Randomized trials are typically designed to detect average treatment effects but often lack the statistical power to uncover individual-level treatment effect heterogeneity, limiting their value for personalized decision-making. To address this, we propose the QR-learner, a model-agnostic learner that estimates conditional average treatment effects (CATE) within the trial population by leveraging external data from other trials or observational studies. The proposed method is robust: it can reduce the mean squared error relative to a trial-only CATE learner, and is guaranteed to recover the true CATE even when the external data are not aligned with the trial. Moreover, we introduce a procedure that combines the QR-learner with a trial-only CATE learner and show that it asymptotically matches or exceeds both component learners in terms of mean squared error. We examine the performance of our approach in simulation studies and apply the methods to a real-world dataset, demonstrating improvements in both CATE estimation and statistical power for detecting heterogeneous effects.

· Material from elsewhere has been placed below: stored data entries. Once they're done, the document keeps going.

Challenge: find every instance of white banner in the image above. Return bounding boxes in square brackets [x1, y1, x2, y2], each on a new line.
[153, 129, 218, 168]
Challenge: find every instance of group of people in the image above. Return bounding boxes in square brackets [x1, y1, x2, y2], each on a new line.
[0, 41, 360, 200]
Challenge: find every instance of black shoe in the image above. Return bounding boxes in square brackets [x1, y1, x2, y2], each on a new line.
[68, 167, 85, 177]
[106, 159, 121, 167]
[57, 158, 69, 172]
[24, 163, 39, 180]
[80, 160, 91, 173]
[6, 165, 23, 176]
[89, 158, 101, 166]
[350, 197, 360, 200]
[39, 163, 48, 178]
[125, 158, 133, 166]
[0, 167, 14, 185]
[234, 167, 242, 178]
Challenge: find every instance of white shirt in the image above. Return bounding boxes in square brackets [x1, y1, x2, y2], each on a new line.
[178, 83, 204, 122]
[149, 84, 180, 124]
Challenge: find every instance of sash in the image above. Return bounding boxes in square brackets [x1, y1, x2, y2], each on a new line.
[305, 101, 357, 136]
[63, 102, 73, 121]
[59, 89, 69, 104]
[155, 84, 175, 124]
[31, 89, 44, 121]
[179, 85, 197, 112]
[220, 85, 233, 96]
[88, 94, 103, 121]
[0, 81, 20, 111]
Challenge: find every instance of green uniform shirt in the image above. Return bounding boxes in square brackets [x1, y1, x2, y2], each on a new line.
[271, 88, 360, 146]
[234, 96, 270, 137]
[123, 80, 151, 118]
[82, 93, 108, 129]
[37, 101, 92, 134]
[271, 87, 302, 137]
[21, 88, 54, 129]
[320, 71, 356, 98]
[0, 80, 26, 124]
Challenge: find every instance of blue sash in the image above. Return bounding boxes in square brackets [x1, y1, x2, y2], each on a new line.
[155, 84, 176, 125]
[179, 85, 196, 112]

翻译：随机试验通常旨在检测平均治疗效应，但往往缺乏揭示个体层面治疗效应异质性的统计功效，从而限制了其在个性化决策中的价值。为解决这一问题，我们提出QR-learner——一种模型无关的学习器，通过利用来自其他试验或观察性研究的外部数据，在试验人群中估计条件平均治疗效应（CATE）。所提方法具有稳健性：相较于仅使用试验数据的CATE学习器，它能降低均方误差，并且即使外部数据与试验数据不一致，也能保证恢复真实的CATE。此外，我们引入了一种将QR-learner与仅使用试验数据的CATE学习器相结合的程序，并证明其在均方误差方面渐近匹配或优于两个组件学习器。我们通过模拟研究检验了该方法的性能，并将其应用于真实世界数据集，证明了其在CATE估计和检测异质性效应的统计功效方面均有所提升。